Families will be asked to bring foods the child does and does not prefer to the evaluation. Bring anything that the child may use at home to help them feel more comfortable in the clinic setting. A multi-disciplinary team (when possible) will then observe the child eating preferred foods followed by non-preferred foods to gain a better insight into how the child reacts to each stimuli. Parent input is greatly valued during the evaluation and the family will receive a written report of all observations.

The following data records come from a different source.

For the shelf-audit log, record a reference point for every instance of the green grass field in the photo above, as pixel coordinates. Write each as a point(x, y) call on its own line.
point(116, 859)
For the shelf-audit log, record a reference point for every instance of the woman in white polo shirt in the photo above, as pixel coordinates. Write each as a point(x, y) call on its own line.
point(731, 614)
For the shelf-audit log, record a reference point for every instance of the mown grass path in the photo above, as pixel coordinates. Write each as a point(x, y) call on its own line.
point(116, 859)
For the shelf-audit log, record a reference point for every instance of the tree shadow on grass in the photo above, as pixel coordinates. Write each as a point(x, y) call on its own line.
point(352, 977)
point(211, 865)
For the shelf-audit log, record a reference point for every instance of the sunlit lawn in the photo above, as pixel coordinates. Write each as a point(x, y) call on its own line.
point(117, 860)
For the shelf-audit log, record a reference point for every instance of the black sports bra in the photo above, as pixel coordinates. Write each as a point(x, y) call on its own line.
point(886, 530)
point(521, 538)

Based on the needs of the child they may be recommended for individual or group feeding therapy. Placement is determined by several factors including age of the child, number of other peers in feeding therapy who may be group candidates, feeding concerns noted. Despite which treatment model is recommended best results always include at least one parent/caregiver present during all sessions. In general, each treatment session begins with a set routine(perceptual preparation, sitting stability exercises, breathing and oral-motor exercises, handwashing, description/teaching about the food. Oral-motor and perceptual defecits are targeted through the food choices made and how they are presented (taste, size, textures, etc.). Children proceed through the developmental hierarchy with assistance from the therapist, positive social reinforcement is always used throughout this program. The range of foods not the volume of food consumed is what drives individual therapy sessions.

The discharge criteria for therapy includes:

  • Child will readily initiate tasting a new food when presented, 80-90% of the time.
  • The child will have 30 different foods in his/her food repertoire. 10 will be proteins, 10 starches and 10 fruits/vegetables. (This number is recommended to go through 2 full days without repeating a food as to prevent food jagging.)
  • Child will achieve a weight/height growth curve appropriate for their age and medical condition.
  • The child will be able to eat age appropriate foods without gagging, vomiting or battling with parents/caregivers.
  • Child will be able to take in adequate amounts of fluids via an age appropriate container.